The author is not trying to frighten anyone into paralysis. She is trying to mobilize adults toward a different posture—one of informed engagement rather than reactive panic. She believes that working together, with clear eyes and sustained attention, we can change the trajectory. The alternative is to continue as we have been: waiting for the next crisis, responding when it arrives, and calling that protection.
Notable Quotes
Excessive screen exposure rewires the developing brain in ways that persist long after the device is set down, making the real world intolerable over time.— The author's synthesis of research findings
Adolescents who know about screen dangers and discuss them with their parents regulate their own behavior far better than those who do not.— UNICEF research cited in the piece
The Hearth Conversation Another angle on the story
You apologize to teenagers on behalf of all adults. That's a striking opening. Do you really think we need to apologize, or is that rhetorical?
It's not rhetorical. We gave them tools we didn't understand, without safeguards, without conversation. We did that. Now we know better. An apology is the honest place to start.
But couldn't you argue that parents are doing their best with imperfect information, that technology moves faster than our ability to understand it?
Of course. And I say that in the piece—we didn't know. But now we do know. The research exists. The data exists. Continuing as if we don't is a choice, not an accident.

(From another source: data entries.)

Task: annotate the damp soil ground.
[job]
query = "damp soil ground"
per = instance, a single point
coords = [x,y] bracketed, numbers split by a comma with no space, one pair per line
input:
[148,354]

You mention that 97% of teenagers found your book helpful, but only 57% actually changed their behavior. That's a gap. What does that tell you?
It tells me that awareness without support doesn't stick. Kids need adults nearby, setting boundaries with them, not just lecturing them. They need to know someone cares enough to stay involved, even when they push back.
You write about dopamine and brain structure like it's settled science. How confident are you in that framing?
The research on neuroplasticity and addiction pathways is solid. I'm not inventing this. But you're right to press—the specifics are still being understood. What's clear is that excessive stimulation changes how the brain functions. The details matter less than the fact that it's real.
What would you say to a parent who feels like they've already lost the battle—whose teenager is already deep in it?
That it's not too late. Even kids who've been exposed can learn to self-regulate if they understand why it matters and if an adult is there to help them do it. The brain is plastic. Change is possible.